Weight Cut Schedule Day 6
Fighters look unhealthy by this point, and they definitely don’t feel at the top of their game. It’s hard for first-timers to imagine they’re going to aggressively fight someone tomorrow. Little is eaten today, and only a few sips of water are allowed the entire day. Depending on how much weight they’ve lost so far, fighters spend more time in the sauna, sometimes until right before weigh-in.
What Cutting Weight Does to Performance
Unsurprisingly, such extreme weight-cutting procedures aren’t good for performance. Strength, conditioning, and agility all take a massive hit when the body is intensely dehydrated. The only reason UFC fighters go through such extreme weight-cutting is because they have 24 hours to re-hydrate their bodies and put the weight back on. Doing so is now their highest priority.
The Smart Way to Add the Weight Back Fast
Fighters need to put on as much weight as they can in the 24 hours between weigh-in and the fight itself. If they want to fight at peak performance the next day, however, they need to be smart and safe in how they do this. The smart way to quickly regain weight involves three steps: dramatically increasing water intake, eating as many carbs, proteins, and fats as they want, and adding salt to everything.
Dramatically Increase Water Intake
The human body can only absorb around one liter of water every hour, and around 25% of that water is going to be lost to bathroom trips. If a fighter needs to regain 20 lbs, he needs to drink at least 11 liters of water. So, starting with a quick liter drunk immediately after weighing in, fighters spend the time before the fight sipping one liter every hour they’re awake. This continues until a few hours before the fight.
Eat as Many Carbs (and Proteins and Fat) as You Want
Fighters need to eat a lot of carbs to make sure their muscles soak up all the water they’re drinking. Right after the weigh-in, fighters eat a massive meal with as much food as they want: meats, vegetables, rice, sweet potatoes, etc. Junk food is still avoided. The day of the fight, fighters stick to just a few small meals of healthy foods.
Add Salt to Everything
Salt is back on the menu! As explained above, salt promotes water retention in the body, so once they’ve weighed in, fighters make sure to liberally sprinkle salt on everything they eat. This helps their bodies, and their muscles specifically, soak up the copious amounts of water they’re drinking. And of course, everything tastes flavorful again!
Weight Gain Schedule Day 1 (Post-Weigh-In)

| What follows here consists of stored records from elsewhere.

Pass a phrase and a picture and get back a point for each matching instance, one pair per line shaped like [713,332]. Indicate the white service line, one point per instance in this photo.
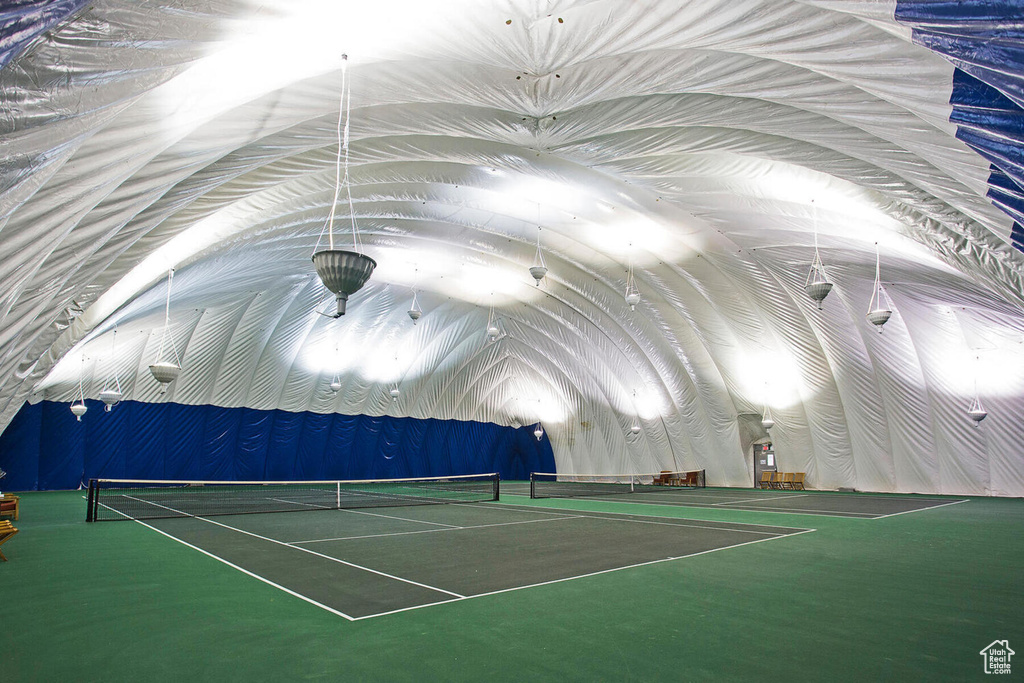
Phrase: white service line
[378,514]
[584,575]
[604,499]
[762,499]
[306,550]
[236,566]
[593,513]
[931,507]
[434,530]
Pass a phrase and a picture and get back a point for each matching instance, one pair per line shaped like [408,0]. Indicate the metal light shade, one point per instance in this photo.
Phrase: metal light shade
[538,271]
[977,411]
[111,397]
[165,372]
[343,272]
[818,291]
[879,316]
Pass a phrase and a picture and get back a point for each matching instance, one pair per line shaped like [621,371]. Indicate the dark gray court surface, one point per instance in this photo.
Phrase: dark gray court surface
[862,506]
[360,563]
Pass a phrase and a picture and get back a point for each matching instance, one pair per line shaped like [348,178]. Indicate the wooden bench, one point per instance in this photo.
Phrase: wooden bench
[8,506]
[7,531]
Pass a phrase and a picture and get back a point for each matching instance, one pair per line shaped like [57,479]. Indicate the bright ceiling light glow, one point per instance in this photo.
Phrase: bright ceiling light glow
[271,48]
[344,350]
[998,370]
[461,274]
[768,378]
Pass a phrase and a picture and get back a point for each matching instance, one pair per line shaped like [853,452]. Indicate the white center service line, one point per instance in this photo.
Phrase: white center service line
[433,530]
[304,550]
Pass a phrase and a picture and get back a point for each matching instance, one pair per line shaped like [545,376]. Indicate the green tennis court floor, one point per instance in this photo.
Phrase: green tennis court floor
[363,563]
[832,504]
[909,597]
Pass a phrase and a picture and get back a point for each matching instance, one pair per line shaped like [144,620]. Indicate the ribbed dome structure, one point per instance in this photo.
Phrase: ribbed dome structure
[693,147]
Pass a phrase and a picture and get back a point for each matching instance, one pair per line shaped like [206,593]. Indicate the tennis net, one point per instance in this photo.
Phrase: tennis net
[125,499]
[548,484]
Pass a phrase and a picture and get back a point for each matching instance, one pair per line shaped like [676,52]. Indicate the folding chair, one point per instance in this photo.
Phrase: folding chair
[7,531]
[8,506]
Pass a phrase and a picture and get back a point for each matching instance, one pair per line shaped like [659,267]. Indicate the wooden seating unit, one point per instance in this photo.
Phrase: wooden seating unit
[8,506]
[782,480]
[7,531]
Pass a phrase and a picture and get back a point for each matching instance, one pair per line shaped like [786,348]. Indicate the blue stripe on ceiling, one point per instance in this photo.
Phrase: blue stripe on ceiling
[984,40]
[22,20]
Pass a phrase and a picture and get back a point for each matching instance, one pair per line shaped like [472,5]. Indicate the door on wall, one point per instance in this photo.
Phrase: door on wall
[764,461]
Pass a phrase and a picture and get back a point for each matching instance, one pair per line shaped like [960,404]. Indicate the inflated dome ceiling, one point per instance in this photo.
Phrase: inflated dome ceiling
[706,144]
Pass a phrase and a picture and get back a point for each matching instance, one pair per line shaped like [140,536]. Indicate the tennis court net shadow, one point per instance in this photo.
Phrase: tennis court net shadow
[364,563]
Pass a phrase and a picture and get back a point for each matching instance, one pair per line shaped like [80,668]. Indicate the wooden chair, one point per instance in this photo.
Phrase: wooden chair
[8,506]
[7,531]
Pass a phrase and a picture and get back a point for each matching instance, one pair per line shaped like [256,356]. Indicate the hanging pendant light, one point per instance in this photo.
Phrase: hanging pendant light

Immediately after weighing in, fighters will down a liter of water. Soon after this, they’ll gorge themselves on a single large meal. Plates are loaded with healthy carbs, fats, and protein, and the salt shaker is put to work. One liter of water is consumed every hour before bed. Sometimes the water is mixed with a small scoop of carbohydrate/protein powder for an extra energy and weight-gain boost.
Weight Gain Schedule Day 2 (Day of the Fight)
With nearly a full day before the actual fight, fighters still have plenty of time to put on a few more pounds. One liter of water every hour (again, sometimes mixed with a carb/protein powder mix) up until three hours before the fight (UFC fights don’t allow for bathroom breaks!). While they can’t gorge themselves like they did last night, fighters get to eat a satisfying amount of fats, proteins, and carbs in three or four small meals spaced throughout the day.
What Gaining Weight Does to Performance
Rehydration does wonders for performance! Even though they just went through a hell-week of extreme weight cutting, fighters tend to regain all (or nearly all) the strength and performance they lost during dehydration just by replenishing their bodies with water and nutrients. Even if they lose a small percentage of performance, they’re still fighting 10-30 lbs heavier and at a higher level of strength and endurance than typically seen in their weight class.